Porque no es cuestión aquí de acudir al trillado ejemplo de la lucha contra el terrorismo y la pornografía infantil. No sé si estarán ustedes al tanto de algo llamado “Cryptolocker”, más conocido por estos lares como “virus de Correos”. Se trata de un ransomware, o criptovirus, del mismo tipo del que les hablé hace ya algún tiempo, cuando el suicidio de aquel joven británico con autismo. Sólo que éste es bastante más cabrón. Desconozco de qué manera, pero el operador del malware actúa siempre contra pequeñas y medianas empresas, profesionales autónomos y cosas similares. El tipo de gente que recibe constantemente envíos de paquetería a través de empresas como “Correos y Telégrafos”. Gente a la que no le resulta extraño un email que notifica un envío pendiente, y que pincha en cualquier enlace en el que le manden. Lo que no saben es que, así, se descargan el “bicho”, que va directo a por sus documentos de texto, hojas cálculo, bases de datos, PDF y archivos multimedia de todo tipo. A continuación, se les dejan detalladas instrucciones para descargar el navegador Torbrowser, acceder a la red TOR, y adquirir una pequeña cantidad de Bitcoins para realizar el pago del rescate, y así obtener la clave de descifrado para sus archivos. Y no vale con la vieja queja de BOFH listillo, aquella de “es que la gente no hace copias de seguridad”, porque ese es, precisamente, el objetivo secundario del Cryptolocker: archivos de copia de seguridad, unidades externas USB e incluso discos virtuales en red. 

Como pueden comprobar, en todo el esquema delictivo aparecen tecnologías de cifrado, desde las que se usan como arma intimidatoria, hasta las que sirven para eludir la identificación del responsable, o las que permiten el cobro del rescate de forma segura para los criminales. Tecnologías que quedan fuera del alcance de las pesquisas policiales y judiciales, ya que la práctica totalidad de los expertos coinciden en que el cifrado de Cryptolocker es irrompible.

En mi pequeña circunscripción provincial he visto ya decenas de estos casos. ¿Y saben cual es el factor común? La desesperación con la que las víctimas narran, en el habitualmente frío lenguaje de los atestados policiales, que se van a la ruina, que toda la documentación, datos e información necesaria para su negocio está atrapada bajo el cerrojo del cifrado. Gente que estaba empezando a sacar la cabeza después de estos años de terrible crisis económica, y que apunto de llegar a la orilla de la seguridad financiera, se ven lastrados al fondo por un hatajo de miserables digitales.

Por otro lado, creo que los coautores del artículo del NYT se quedan cortos. El problema de la pérdida de evidencias digitales ya se planteó hace años, sin necesidad de sacar a colación el malvado cifrado, cuando empezó la migración de la tecnología de discos duros tradicionales a los nuevos SSD, en un artículo con una frase demoledora: “The golden age of forensics is going to end”. Y si los ordenadores cada vez incorporan más discos con este tipo de tecnología, en los móviles y tabletas no hay otra opción, así que la patata caliente está ahí, quemándonos las narices.

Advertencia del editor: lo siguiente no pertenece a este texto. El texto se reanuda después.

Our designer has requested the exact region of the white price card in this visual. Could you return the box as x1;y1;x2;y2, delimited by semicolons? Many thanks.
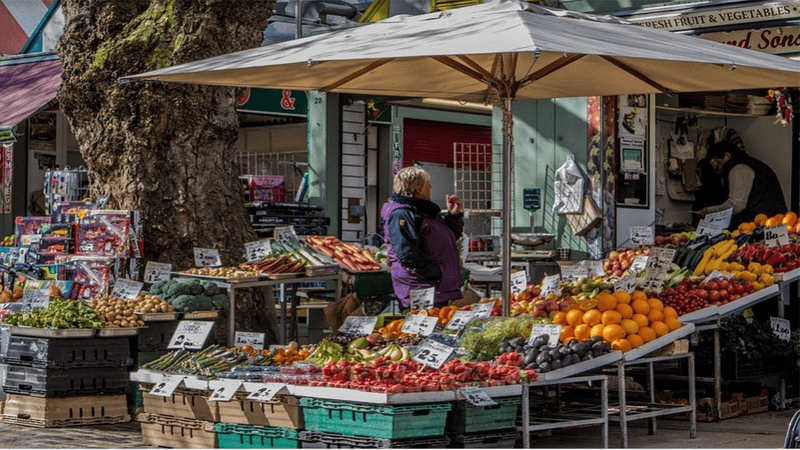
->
614;274;636;294
539;275;561;297
511;270;528;294
408;288;436;311
22;289;50;312
111;278;144;300
400;314;438;336
769;317;792;341
244;383;286;402
194;247;222;267
244;239;272;262
411;339;455;369
144;261;172;284
628;227;653;246
234;331;265;350
528;323;561;347
167;320;214;350
444;311;475;331
339;316;378;336
150;375;183;397
208;380;242;402
458;386;497;408
764;223;789;247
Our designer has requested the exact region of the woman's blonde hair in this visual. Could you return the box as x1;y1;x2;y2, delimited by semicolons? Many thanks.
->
393;167;431;197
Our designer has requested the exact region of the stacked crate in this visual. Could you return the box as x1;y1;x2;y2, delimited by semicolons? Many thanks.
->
0;334;132;427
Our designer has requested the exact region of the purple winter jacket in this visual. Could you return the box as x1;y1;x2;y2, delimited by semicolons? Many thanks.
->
381;194;464;307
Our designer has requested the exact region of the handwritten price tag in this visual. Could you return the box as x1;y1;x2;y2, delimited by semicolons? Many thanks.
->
339;316;378;336
400;314;437;336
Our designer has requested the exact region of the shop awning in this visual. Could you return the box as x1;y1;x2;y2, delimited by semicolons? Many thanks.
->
0;55;63;128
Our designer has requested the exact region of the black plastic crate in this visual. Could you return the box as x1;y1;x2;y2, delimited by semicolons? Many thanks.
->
3;365;130;397
3;336;133;369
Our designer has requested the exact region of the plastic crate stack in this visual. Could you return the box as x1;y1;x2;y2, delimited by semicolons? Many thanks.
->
0;334;132;427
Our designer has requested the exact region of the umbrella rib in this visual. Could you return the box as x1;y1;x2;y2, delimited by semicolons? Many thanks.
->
600;55;671;93
319;58;394;92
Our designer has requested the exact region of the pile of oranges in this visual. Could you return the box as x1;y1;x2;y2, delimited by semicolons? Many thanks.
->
553;290;681;352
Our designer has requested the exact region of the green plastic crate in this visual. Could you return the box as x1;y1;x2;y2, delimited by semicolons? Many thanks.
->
300;398;453;439
447;397;522;434
214;423;300;448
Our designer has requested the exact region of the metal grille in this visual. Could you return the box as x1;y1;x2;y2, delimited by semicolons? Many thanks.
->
238;152;308;201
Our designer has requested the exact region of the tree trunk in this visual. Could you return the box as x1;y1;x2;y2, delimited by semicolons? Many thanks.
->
58;0;275;342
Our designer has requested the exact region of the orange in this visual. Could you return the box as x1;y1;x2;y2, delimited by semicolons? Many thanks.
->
583;309;601;327
620;319;639;336
625;334;644;348
567;309;583;327
617;303;633;319
600;310;622;325
603;325;625;342
611;339;633;353
631;299;650;316
650;320;669;337
575;323;592;342
614;291;631;304
636;327;658;343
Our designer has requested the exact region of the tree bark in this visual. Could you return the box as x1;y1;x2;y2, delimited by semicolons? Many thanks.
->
58;0;275;342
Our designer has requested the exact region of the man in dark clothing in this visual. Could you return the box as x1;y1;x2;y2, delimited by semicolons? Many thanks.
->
699;141;786;230
381;167;464;307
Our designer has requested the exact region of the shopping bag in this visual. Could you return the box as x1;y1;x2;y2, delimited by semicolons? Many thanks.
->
553;155;584;214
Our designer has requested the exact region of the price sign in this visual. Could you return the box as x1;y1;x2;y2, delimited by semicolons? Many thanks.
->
245;383;286;402
235;331;265;350
167;320;214;350
614;274;636;294
539;275;561;297
458;386;497;408
150;375;183;397
194;247;222;267
411;339;455;369
628;227;653;246
244;239;272;262
400;314;438;336
472;302;494;320
764;223;789;247
408;288;436;311
208;380;242;402
144;261;172;283
444;311;475;331
22;289;50;312
528;323;561;347
339;316;378;336
511;270;528;294
111;279;144;300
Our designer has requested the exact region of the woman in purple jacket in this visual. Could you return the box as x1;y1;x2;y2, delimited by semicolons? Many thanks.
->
381;167;464;307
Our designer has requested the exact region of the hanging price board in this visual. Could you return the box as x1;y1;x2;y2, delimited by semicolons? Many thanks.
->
400;314;438;336
167;320;214;350
764;223;789;247
244;239;272;262
411;339;455;369
511;270;528;294
628;227;653;246
245;383;286;402
408;288;436;311
339;316;378;336
235;331;265;350
458;386;497;408
194;247;222;267
111;279;144;300
444;311;475;331
22;289;50;312
144;261;172;284
208;380;242;402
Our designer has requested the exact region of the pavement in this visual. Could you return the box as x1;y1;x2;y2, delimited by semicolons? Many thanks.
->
0;410;796;449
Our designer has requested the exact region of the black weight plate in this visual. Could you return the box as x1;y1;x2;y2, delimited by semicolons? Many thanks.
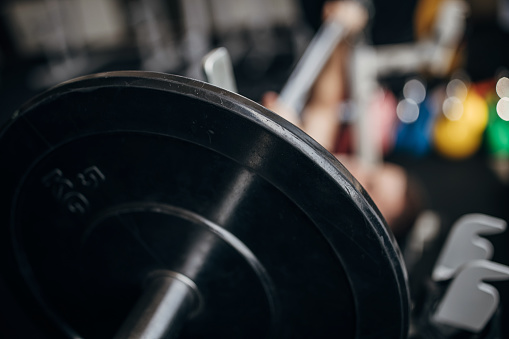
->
0;72;409;338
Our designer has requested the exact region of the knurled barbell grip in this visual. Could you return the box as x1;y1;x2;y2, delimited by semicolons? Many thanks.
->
114;271;200;339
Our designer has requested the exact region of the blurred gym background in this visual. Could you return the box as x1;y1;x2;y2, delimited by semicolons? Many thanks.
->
0;0;509;333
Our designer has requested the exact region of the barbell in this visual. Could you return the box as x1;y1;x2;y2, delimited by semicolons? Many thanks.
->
0;71;409;339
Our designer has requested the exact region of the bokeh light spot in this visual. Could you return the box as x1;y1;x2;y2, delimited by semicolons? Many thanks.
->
396;99;419;124
496;77;509;101
442;96;463;121
403;79;426;104
497;97;509;121
445;79;468;101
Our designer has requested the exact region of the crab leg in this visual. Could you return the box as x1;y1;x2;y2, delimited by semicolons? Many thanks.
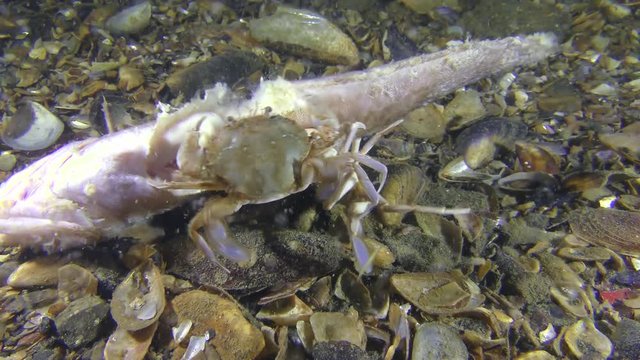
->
188;196;256;270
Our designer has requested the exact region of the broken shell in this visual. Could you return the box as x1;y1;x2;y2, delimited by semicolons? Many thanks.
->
443;90;486;131
456;118;528;169
411;323;469;360
7;257;65;288
165;51;264;99
118;65;144;91
103;322;158;360
569;208;640;256
438;156;500;183
556;247;611;261
378;164;427;226
249;6;360;65
498;172;558;195
2;101;64;151
516;141;560;175
376;137;415;163
104;1;151;35
309;312;367;350
58;264;98;302
562;172;608;191
111;261;165;331
334;269;372;312
171;319;193;344
564;319;613;359
598;132;640;163
256;295;313;326
550;286;593;318
171;290;265;360
391;271;485;315
516;350;556;360
400;104;447;143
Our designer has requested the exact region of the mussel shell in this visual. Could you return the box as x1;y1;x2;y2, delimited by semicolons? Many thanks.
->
111;261;166;331
455;118;528;169
516;141;560;175
569;208;640;256
498;172;558;195
1;101;64;151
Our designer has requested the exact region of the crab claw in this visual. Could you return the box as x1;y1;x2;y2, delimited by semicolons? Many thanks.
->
189;197;256;271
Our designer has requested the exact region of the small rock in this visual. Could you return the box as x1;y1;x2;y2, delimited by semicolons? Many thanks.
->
105;1;151;35
309;312;367;350
165;51;264;100
0;261;19;286
411;323;469;360
55;296;109;349
460;0;571;38
311;341;378;360
400;104;447;143
400;0;460;14
7;257;64;288
58;264;98;302
249;6;360;65
172;290;265;360
1;101;64;151
118;65;144;91
444;90;487;129
23;289;58;309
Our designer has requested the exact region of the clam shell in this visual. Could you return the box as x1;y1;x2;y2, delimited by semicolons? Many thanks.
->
111;261;165;331
391;272;485;315
564;319;613;359
249;6;360;65
569;208;640;256
378;164;427;226
2;101;64;151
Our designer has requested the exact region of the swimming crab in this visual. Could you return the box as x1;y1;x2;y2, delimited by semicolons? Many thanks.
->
0;34;557;271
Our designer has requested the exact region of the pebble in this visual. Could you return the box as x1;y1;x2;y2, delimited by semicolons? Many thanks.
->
311;341;378;360
58;264;98;301
249;6;360;66
105;1;151;35
172;290;265;360
7;257;64;288
400;104;447;143
400;0;460;14
22;289;58;309
1;101;64;151
118;65;144;91
309;312;367;350
444;90;487;129
411;323;469;360
460;0;571;38
55;296;109;349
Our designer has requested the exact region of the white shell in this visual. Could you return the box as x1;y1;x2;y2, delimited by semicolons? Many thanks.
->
2;101;64;151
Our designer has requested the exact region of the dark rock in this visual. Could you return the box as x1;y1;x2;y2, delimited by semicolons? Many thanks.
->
163;51;264;100
311;341;380;360
23;289;58;309
461;0;571;39
0;261;18;285
162;229;344;293
411;323;469;360
55;296;109;349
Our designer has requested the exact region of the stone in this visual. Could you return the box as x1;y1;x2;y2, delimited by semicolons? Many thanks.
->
172;290;265;360
55;296;109;349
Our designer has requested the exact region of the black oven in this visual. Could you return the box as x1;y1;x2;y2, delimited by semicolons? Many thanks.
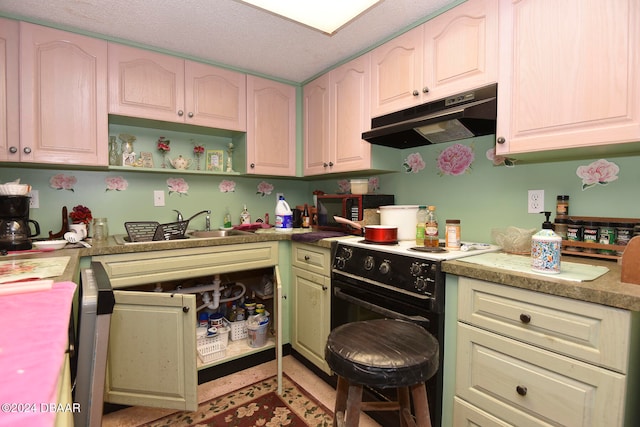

Pero el problema que tenemos con el cifrado va mucho más lejos: hasta el punto de que el Estado llegue a no poder hacer nada frente al delito, más que presenciar su comisión delante de sus narices, quedando completamente al margen, como un mero espectador. La opción inversa pasa por agencias de seguridad mucho más agresivas que las actuales, que ataquen el asunto desde una perspectiva al margen de lo jurídico, tratando de romper las medidas actuales de cifrado por todos los medios a su alcance, tanto legales como ilegales, llegando a recurrir a tipos sospechosos como los de “The Hacking Team”.

Llevo diciéndolo desde hace años, pero parece que en vano: el verdadero problema con la evolución de la tecnología y su relación con el delito es que la Justicia acabe siendo irrelevante.